Für die Annalen

- "Meine beste Arbeit" nannte er es selbst - und wäre sicher frustriert darüber gewesen, dass seinen einstigen Hit später kaum einer mehr hören mochte. An Robert Schumann selbst lag das gewiss nicht, dem mit "Das Paradies und die Peri" wirklich ein kleines Oratorienwunder gelang.

Nur: Es muss eben jemand am Pult stehen, der Auge und Ohr für den Reichtum dieser Partitur hat, für jene Instrumentationsschätze, die sich nicht - etwa wie bei Strauss und Berlioz - fast aufdrängen, sondern sich nur bei behutsamer Behandlung offenbaren.

Es muss also einer kommen wie Nikolaus Harnoncourt. Denn der formte in wenigen Tagen aus Chor und Symphonie-Orchester des Bayerischen Rundfunks ein Ensemble, das im Herkulessaal so agierte, sich Werk und Dirigent so hingab, als arbeite es schon Jahre mit dem Großmeister der Aufführungspraxis zusammen. Aber was heißt Großmeister: Harnoncourts Stärke ist es ja, dass er nichts inszeniert oder Klischees bedient, sondern sich mit bescheidener Genauigkeit hinter die Musik stellt, ihr Raum zum Atmen und Ausschwingen, Federn und Pulsieren gibt.
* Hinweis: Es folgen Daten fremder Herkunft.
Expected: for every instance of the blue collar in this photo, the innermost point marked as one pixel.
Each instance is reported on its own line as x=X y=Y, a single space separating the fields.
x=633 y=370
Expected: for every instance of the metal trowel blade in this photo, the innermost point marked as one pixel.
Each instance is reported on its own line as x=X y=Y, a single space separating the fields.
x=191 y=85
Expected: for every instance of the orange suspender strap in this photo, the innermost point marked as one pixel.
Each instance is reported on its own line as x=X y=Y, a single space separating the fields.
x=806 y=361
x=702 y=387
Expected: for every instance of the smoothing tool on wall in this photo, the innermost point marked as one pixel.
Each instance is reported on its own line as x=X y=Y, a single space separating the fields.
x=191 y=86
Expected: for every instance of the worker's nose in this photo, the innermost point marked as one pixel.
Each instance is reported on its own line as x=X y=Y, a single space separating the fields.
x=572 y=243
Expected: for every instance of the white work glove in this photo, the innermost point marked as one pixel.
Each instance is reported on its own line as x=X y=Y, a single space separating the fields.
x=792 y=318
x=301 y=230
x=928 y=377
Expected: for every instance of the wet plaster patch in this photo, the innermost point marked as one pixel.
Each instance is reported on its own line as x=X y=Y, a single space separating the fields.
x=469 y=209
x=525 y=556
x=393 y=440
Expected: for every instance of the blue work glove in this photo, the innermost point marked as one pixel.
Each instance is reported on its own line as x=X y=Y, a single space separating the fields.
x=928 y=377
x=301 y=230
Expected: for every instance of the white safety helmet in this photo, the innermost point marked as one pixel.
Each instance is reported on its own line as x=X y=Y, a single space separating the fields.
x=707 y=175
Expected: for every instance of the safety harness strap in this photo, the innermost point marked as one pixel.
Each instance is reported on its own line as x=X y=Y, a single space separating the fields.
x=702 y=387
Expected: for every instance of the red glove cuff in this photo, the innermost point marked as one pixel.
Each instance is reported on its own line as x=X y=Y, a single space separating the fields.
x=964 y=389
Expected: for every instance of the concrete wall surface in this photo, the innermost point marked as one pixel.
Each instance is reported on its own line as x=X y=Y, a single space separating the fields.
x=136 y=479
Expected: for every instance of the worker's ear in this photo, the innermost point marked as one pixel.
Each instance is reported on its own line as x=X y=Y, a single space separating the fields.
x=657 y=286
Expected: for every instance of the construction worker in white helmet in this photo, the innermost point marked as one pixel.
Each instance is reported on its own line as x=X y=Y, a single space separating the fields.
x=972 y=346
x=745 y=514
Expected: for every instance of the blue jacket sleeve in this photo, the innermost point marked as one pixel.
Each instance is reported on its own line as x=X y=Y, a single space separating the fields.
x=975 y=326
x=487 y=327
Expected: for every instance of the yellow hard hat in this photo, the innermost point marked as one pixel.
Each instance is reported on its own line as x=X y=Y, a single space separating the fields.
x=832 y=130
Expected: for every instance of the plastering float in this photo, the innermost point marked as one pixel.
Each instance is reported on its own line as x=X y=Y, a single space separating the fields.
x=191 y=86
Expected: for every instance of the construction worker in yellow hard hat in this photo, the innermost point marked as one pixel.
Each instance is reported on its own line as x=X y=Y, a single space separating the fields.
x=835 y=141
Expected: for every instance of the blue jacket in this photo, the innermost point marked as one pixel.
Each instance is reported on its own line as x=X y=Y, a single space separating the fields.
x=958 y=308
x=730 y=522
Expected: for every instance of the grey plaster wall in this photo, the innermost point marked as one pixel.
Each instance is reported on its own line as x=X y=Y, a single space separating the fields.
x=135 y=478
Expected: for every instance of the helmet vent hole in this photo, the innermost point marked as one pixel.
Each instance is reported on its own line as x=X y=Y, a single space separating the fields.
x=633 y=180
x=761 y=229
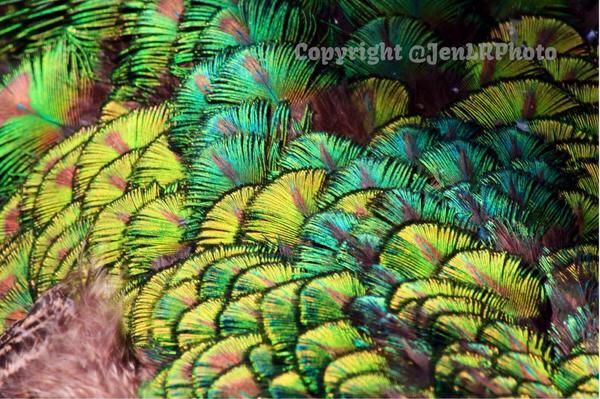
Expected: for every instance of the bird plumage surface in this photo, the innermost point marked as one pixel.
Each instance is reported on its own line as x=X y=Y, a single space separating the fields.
x=279 y=227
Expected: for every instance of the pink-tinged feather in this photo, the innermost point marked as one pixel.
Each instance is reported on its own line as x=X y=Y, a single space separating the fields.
x=116 y=142
x=14 y=317
x=14 y=98
x=6 y=284
x=71 y=344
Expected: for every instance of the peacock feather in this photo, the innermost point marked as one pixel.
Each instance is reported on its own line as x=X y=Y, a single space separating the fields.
x=277 y=226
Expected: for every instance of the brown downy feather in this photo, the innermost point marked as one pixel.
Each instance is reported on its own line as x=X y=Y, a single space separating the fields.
x=71 y=344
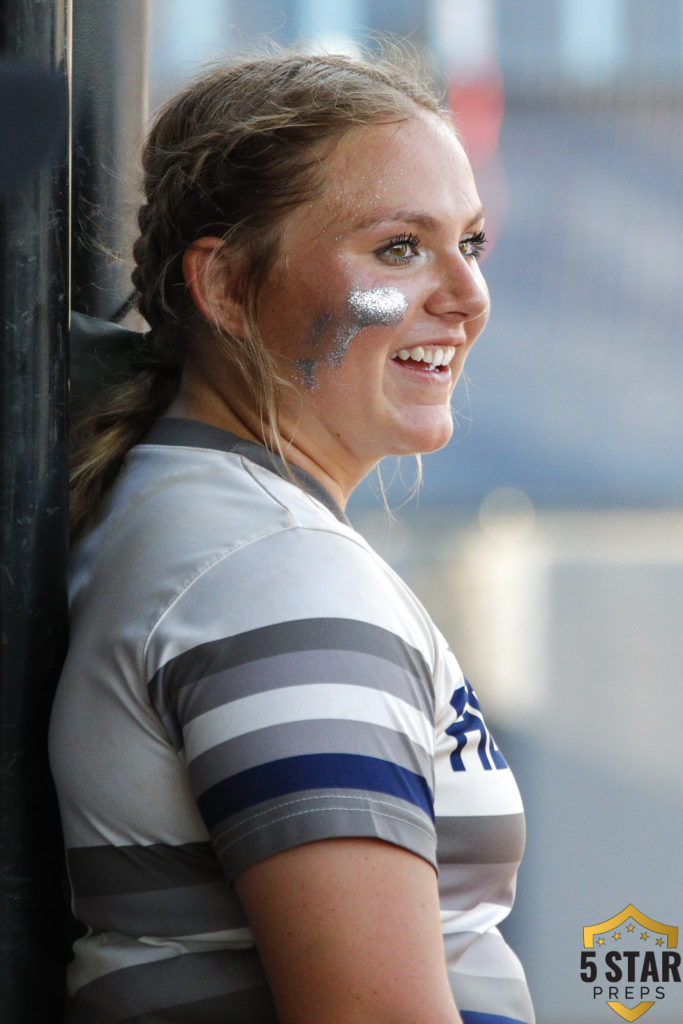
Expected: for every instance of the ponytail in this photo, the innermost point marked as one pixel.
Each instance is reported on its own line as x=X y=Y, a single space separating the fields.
x=120 y=419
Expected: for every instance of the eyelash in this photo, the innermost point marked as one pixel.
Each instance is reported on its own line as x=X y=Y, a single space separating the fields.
x=476 y=245
x=472 y=247
x=400 y=240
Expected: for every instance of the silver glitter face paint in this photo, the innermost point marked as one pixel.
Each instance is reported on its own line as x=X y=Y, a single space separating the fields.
x=378 y=306
x=370 y=307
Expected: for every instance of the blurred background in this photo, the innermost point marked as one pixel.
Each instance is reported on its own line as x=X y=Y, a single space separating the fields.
x=547 y=540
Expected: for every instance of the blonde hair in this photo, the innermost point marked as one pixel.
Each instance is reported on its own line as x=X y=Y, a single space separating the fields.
x=230 y=156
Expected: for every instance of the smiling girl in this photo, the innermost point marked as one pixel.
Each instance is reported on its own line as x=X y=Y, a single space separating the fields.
x=280 y=798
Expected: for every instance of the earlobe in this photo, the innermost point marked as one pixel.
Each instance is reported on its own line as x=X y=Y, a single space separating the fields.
x=210 y=273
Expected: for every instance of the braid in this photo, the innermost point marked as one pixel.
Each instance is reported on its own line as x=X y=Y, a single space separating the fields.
x=229 y=157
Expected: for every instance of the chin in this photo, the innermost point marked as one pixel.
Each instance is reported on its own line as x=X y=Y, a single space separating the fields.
x=422 y=441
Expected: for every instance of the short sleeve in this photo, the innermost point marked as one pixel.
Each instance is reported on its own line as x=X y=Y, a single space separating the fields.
x=309 y=718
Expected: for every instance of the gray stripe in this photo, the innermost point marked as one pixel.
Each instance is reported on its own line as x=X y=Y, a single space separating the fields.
x=253 y=1007
x=226 y=654
x=311 y=736
x=463 y=886
x=190 y=910
x=301 y=669
x=318 y=814
x=96 y=870
x=488 y=839
x=179 y=981
x=506 y=996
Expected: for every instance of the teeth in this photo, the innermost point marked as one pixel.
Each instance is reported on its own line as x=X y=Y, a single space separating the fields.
x=435 y=356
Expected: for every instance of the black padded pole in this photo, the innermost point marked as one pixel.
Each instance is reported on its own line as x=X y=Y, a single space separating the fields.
x=34 y=321
x=110 y=111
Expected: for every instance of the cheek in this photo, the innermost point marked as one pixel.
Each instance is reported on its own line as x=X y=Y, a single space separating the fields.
x=331 y=335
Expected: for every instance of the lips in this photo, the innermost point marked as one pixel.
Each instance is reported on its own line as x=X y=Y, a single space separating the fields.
x=426 y=358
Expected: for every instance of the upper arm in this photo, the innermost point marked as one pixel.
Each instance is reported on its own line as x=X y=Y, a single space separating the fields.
x=348 y=931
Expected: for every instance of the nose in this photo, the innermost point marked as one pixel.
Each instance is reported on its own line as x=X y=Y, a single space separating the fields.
x=461 y=292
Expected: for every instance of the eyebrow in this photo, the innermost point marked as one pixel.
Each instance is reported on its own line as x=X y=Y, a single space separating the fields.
x=423 y=220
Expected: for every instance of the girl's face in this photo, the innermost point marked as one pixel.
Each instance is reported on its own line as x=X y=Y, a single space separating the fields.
x=377 y=296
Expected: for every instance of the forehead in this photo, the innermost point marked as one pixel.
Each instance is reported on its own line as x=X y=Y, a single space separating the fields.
x=418 y=163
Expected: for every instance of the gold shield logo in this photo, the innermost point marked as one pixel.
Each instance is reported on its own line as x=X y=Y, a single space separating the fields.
x=638 y=960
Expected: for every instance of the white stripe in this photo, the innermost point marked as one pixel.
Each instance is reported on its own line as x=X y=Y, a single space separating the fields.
x=480 y=919
x=302 y=704
x=474 y=792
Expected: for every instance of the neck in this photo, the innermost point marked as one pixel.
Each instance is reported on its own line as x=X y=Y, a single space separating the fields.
x=199 y=398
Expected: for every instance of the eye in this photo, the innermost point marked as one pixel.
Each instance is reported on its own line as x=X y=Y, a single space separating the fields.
x=400 y=250
x=473 y=246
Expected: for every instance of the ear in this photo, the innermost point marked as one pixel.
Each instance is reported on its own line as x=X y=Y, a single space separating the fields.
x=210 y=270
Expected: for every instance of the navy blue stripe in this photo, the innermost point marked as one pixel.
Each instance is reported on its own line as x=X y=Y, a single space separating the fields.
x=470 y=1017
x=312 y=771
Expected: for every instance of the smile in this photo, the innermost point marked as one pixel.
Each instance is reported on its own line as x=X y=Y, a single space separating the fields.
x=429 y=358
Die Zutaten des Werks um einen gefallenen Engel, der Einlass ins Paradies begehrt, waren schnell auszumachen: der intime, liedhafte Gestus, der tänzerische Grundpuls, überhaupt die Verankerung im Volkstum. Erstaunlich, dass dieses Orchester - sonst kompakter, süffiger Klanglichkeit nicht abgeneigt - nun völlig druckfreies Espressivo bei sparsamstem Einsatz von Vibrato demonstriert. Zumal Harnoncourt, hier Celibidache nicht unähnlich, Musik aus völliger Entspannung und Balance zu entwickeln pflegt.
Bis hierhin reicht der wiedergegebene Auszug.